While you are at it, check out James' Instagram channel (opens in new tab) where you'll find daily workouts and loads more topless images of him (for inspiration).
Best home back workout with James Middleton
An effective workout is all about control and tempo. You won't build muscles quicker by jerking the weights back and forth quicker, if anything, you'll get yourself injured and demotivated fast that way. James says "the key is in the control we have over the movements, the more effectively we are using our muscles. The longer our muscles are under tension, the more they are working and stronger they will become."
Another often forgotten aspect of working out is correct breathing. Breathing correctly while exercising can help you perform better and also pace yourself more efficiently: "generally speaking you always want to be inhaling and filling the body with oxygen on the eccentric phase of the movement (e.g. the lowering phase of a squat for example) and then exhaling on the concentric phase when the muscles contract again (e.g. the standing up phase of a squat)" suggests James.
Finally, remember that form is way more important than heavy weights. Working out using the wrong muscles and activating the wrong areas of your body will result in injuries and not gains. "The worst thing you can do with an exercise is immediately jumping straight into using heavier weights when you’re not performing the exercise correctly. This will cause serious damage to your body and is often much harder to correct the bad habits you might have instilled" James concludes.
Dumbbell Bent Over Row
This is a great exercise that really targets the middle back, the lats and rhomboids in particular. The key with this exercise is to have your knees slightly bent, hinge at the hips forward but keeping the weight back through your heels, your head straight so it’s aligned with your spine, and keeping your elbows nice and tight to the body as you row the dumbbells up. James is using a neutral grip here which helps target the middle of the back.
This exercise looks much easier than it actually is! The areas you’re working on here are the lower back and erector spinae muscles around the spine whilst also working your trapezius and rhomboids with the upper body extension. You want to start with your arms and feet on the floor, then raise them up and hold that position for 1-2 seconds then slowly lower the arms and feet back down. Keep your head facing down at all times to prevent any neck strain.
Side to Side Hypers
A fantastic move to really work the whole back, with particular emphasis on the lats and erector spinae. Grab a towel of any sort and make sure there is tension through it by pulling it tight. A bit like the superman you are going to lift your arms up off the floor and then rotate side to side with the towel, bending the elbows slightly as you come round to the side. For extra difficulty lift your feet off the floor.

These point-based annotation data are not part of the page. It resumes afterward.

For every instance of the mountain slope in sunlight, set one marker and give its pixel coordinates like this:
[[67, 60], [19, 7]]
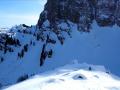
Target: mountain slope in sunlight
[[72, 77]]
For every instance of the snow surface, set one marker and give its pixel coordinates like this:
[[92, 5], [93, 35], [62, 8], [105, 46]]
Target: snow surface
[[71, 77]]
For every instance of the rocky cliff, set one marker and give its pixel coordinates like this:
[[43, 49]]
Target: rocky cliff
[[82, 12]]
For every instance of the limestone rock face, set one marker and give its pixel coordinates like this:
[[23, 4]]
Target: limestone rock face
[[81, 12]]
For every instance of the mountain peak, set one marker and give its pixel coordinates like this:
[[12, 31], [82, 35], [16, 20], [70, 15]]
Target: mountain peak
[[82, 12]]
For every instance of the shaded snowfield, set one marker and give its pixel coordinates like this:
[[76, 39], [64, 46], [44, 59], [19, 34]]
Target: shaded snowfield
[[71, 77]]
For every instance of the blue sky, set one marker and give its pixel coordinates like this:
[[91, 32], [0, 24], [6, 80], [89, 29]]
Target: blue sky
[[15, 12]]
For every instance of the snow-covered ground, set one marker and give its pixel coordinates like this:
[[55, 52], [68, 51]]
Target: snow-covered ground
[[71, 77]]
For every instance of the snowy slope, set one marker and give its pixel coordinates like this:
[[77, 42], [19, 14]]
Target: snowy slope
[[101, 46], [71, 77]]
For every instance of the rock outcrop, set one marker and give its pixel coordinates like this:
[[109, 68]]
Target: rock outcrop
[[81, 12]]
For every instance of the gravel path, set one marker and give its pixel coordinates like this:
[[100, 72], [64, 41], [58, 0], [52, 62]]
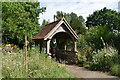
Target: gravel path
[[81, 72]]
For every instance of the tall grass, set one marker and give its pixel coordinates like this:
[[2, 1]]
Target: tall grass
[[40, 66]]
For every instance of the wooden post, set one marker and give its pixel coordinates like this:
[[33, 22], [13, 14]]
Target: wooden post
[[48, 46], [26, 58], [75, 47]]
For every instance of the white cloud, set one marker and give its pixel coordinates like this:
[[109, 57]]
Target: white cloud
[[80, 7]]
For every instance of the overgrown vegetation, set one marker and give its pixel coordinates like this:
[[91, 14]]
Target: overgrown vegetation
[[40, 66], [99, 47]]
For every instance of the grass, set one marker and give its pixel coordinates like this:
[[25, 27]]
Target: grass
[[40, 66]]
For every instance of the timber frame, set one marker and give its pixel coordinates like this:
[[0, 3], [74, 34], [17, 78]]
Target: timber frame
[[59, 30]]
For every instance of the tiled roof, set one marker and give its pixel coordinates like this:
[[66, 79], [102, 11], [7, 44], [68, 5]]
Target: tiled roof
[[46, 30]]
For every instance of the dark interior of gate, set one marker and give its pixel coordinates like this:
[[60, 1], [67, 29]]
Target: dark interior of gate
[[62, 44]]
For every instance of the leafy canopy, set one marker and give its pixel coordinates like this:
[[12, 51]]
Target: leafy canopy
[[20, 19]]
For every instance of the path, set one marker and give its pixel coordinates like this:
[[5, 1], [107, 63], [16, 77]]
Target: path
[[81, 72]]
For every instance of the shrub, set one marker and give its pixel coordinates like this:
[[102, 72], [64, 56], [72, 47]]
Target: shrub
[[39, 66], [115, 69], [103, 59]]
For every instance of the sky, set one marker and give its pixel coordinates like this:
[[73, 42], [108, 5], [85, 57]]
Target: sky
[[80, 7]]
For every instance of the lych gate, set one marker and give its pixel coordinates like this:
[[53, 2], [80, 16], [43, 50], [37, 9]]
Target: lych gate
[[58, 35]]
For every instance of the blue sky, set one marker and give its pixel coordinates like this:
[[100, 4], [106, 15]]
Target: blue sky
[[80, 7]]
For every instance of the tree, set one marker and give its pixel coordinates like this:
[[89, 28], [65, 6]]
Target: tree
[[20, 19], [76, 22], [104, 17]]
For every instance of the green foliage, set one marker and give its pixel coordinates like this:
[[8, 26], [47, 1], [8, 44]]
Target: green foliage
[[20, 19], [76, 22], [40, 66], [104, 17], [103, 59]]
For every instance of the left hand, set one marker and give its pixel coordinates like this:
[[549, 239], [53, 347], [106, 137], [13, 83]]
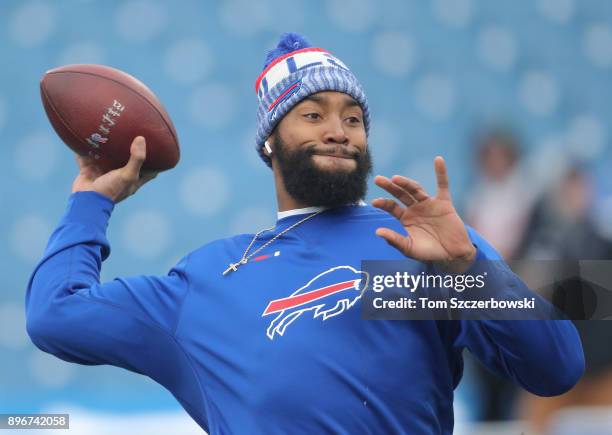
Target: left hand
[[436, 233]]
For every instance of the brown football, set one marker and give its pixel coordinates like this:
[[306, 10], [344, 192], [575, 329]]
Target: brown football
[[97, 111]]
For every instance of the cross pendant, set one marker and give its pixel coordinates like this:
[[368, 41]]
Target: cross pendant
[[234, 266]]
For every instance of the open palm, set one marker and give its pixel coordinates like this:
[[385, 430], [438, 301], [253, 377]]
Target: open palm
[[435, 230]]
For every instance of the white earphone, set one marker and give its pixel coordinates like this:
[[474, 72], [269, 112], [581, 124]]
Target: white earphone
[[267, 146]]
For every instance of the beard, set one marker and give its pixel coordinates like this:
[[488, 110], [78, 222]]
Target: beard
[[312, 186]]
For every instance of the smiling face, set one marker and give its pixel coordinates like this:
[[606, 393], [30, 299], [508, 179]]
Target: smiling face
[[320, 151]]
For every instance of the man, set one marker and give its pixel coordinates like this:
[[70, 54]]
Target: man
[[253, 334]]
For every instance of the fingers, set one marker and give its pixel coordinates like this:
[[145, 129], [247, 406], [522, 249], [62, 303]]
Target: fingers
[[442, 178], [394, 189], [145, 177], [138, 154], [411, 186], [390, 206], [87, 166], [399, 242]]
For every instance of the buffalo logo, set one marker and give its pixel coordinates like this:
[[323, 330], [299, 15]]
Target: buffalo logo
[[328, 294]]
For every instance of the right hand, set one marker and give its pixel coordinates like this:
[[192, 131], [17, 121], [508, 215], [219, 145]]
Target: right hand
[[117, 184]]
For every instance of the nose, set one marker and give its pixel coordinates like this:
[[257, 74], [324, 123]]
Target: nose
[[334, 132]]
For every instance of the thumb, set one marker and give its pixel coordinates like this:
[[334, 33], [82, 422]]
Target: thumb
[[138, 154], [399, 242]]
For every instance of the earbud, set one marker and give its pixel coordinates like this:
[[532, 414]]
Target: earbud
[[267, 146]]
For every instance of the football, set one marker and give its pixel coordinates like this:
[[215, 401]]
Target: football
[[98, 111]]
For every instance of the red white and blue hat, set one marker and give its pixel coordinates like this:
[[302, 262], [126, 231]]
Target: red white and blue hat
[[293, 71]]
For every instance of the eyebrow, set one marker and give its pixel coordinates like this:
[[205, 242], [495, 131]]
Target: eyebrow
[[348, 101]]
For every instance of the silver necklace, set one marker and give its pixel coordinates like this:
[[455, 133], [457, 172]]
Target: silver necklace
[[246, 256]]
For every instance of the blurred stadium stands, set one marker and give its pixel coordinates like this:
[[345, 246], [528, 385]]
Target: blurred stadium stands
[[436, 72]]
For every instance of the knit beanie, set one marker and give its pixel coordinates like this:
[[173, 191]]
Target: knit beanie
[[293, 71]]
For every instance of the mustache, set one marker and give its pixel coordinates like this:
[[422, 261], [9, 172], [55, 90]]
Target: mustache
[[340, 150]]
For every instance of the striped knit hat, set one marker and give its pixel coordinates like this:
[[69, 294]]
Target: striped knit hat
[[293, 71]]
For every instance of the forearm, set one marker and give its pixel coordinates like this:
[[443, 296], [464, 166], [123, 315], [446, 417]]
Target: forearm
[[74, 254]]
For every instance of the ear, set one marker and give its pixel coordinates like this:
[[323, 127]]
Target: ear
[[267, 148]]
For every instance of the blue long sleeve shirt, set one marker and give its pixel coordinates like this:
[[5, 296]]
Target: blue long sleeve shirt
[[239, 356]]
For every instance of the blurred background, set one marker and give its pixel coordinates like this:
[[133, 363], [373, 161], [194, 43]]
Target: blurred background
[[515, 95]]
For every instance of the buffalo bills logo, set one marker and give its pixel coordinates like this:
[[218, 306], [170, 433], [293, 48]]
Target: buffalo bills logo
[[291, 89], [328, 294]]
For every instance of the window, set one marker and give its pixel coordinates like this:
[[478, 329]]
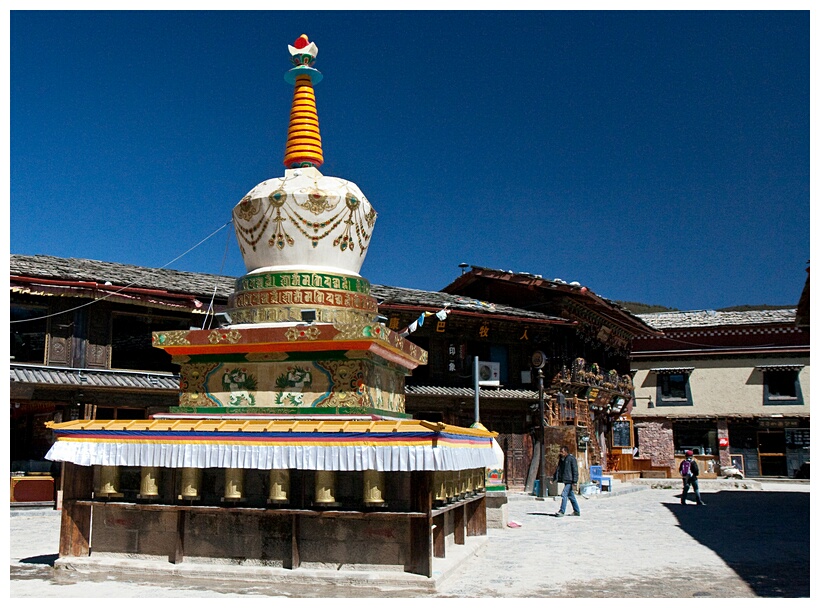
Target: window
[[131, 342], [700, 437], [782, 387], [673, 386], [28, 338]]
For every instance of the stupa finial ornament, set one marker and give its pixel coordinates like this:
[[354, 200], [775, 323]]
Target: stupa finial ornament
[[303, 236], [304, 145]]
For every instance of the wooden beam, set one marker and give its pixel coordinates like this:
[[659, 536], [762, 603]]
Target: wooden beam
[[179, 547], [438, 536], [295, 560], [476, 513], [75, 524], [458, 525], [421, 546]]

Banded Seated Row Narrow Grip
Grab a resistance band and loop it around your feet. Sit back with your knees slightly bent, back straight pulling in your core so it’s tight. This prevents any unnecessary strain on the lower back. With a neutral grip pull the bands up towards your chest keeping your elbows tucked in close to the body, retracting your shoulder blades together for a nice squeeze. Return your arms back towards your feet so they are straight again. This exercise will work your entire back with focus on your lats and rhomboids.
High Plank Twist
Start this exercise in a high plank position, with both arms directly below your shoulders and on the balls of your feet. You then want to bring one arm up and extend it towards the ceiling, looking through your fingertips and feeling a nice contraction in the upper back as you twist. Return to the starting position and repeat on the other side. You will be working the upper back here with focus on the trapezius and rear deltoid, alongside some shoulder stability work.
This is a very similar set-up to a normal superman, except this time you will be working one side at a time and really isolating that lower back contraction of the erector spinae. Take one arm and have it down by your side, this is the resting arm. The other arm has extended out in front of you. Whilst you lift that arm up, the opposite leg will extend up too.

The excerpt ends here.